By the time most mesothelioma patients experience symptoms severe enough to send them to a doctor, the tumors are well advanced and the prognosis is, typically, a year to 18 months to live. This prognosis is only slightly altered by radical treatment protocols including surgery, radiation and chemotherapy, but new hope for mesothelioma patients is offered by early diagnosis via serum markers in pleural effusion fluid.

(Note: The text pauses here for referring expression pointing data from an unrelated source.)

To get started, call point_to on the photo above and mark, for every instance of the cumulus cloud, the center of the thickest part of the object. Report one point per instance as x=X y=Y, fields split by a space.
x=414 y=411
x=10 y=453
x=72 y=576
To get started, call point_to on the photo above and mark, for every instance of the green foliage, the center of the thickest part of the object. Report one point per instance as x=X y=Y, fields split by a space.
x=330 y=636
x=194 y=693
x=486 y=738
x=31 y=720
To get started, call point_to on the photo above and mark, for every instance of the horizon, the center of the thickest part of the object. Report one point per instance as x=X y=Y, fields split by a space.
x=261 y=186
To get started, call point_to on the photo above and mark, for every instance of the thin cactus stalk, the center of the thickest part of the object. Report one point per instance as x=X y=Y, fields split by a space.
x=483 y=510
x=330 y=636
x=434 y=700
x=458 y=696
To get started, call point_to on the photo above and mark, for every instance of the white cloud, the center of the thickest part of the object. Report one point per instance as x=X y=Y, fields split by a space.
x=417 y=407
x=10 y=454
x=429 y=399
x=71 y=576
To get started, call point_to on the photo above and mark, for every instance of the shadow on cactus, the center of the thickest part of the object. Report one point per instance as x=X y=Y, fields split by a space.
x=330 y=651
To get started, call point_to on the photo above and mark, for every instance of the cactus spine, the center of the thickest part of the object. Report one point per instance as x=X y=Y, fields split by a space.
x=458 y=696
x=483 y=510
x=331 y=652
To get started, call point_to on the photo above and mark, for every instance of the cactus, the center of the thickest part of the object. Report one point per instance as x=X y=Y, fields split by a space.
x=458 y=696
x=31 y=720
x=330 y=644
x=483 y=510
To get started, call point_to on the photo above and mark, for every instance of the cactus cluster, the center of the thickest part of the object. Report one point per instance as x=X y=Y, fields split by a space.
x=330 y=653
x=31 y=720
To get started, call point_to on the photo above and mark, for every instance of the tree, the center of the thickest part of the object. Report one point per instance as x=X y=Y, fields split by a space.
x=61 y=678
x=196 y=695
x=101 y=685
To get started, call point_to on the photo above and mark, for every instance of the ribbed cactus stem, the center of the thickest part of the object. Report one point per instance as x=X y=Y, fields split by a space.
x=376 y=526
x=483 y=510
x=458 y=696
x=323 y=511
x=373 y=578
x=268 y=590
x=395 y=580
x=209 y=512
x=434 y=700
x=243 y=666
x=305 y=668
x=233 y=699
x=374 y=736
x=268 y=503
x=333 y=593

Pleural effusions (a buildup of fluid in the space between the pleura and the lungs) are common in patients with pleural mesothelioma, the most prevalent form of the disease, accounting for more than half of all mesotheliomas, and the possibility of early and definitive diagnoses via a simple laboratory test leads clinicians to hope for an eventual cure for this deadly illness.
In Martinsburg, the closing of the Dunn Building will affect county functions but protect building occupants from the dangers of mesothelioma. Least affected will be the college, which ends its fall semester on Saturday and promises to have faculty and staff accessible via e-mail in an emergency.
Most affected will be Berkeley County's planning and engineering departments, as well as the health department administrative offices, the county's ambulance service administrative division, the county fire board, the Eastern Panhandle Regional Planning Council offices, W. Virginia's university extension service, and the county assessor's and sheriff's tax collection offices.
New plans - which involve closing the building until at least December 18, relocating essential personnel and closing administrative offices - aim at removing the asbestos in a manner consistent with regulations provided by the West Virginia Bureau for Public Health. This involves encapsulating asbestos in place and removing it to a licensed hazardous waste facility, then replacing the skylight and adjacent roof afterward, followed by air sampling. Employees whose jobs are affected by the asbestos remediation will be paid for their time.
There is no report on how much the asbestos remediation emergency project will add to the already budgeted $4.3-million renovation, or the cost of closure on the county's budget.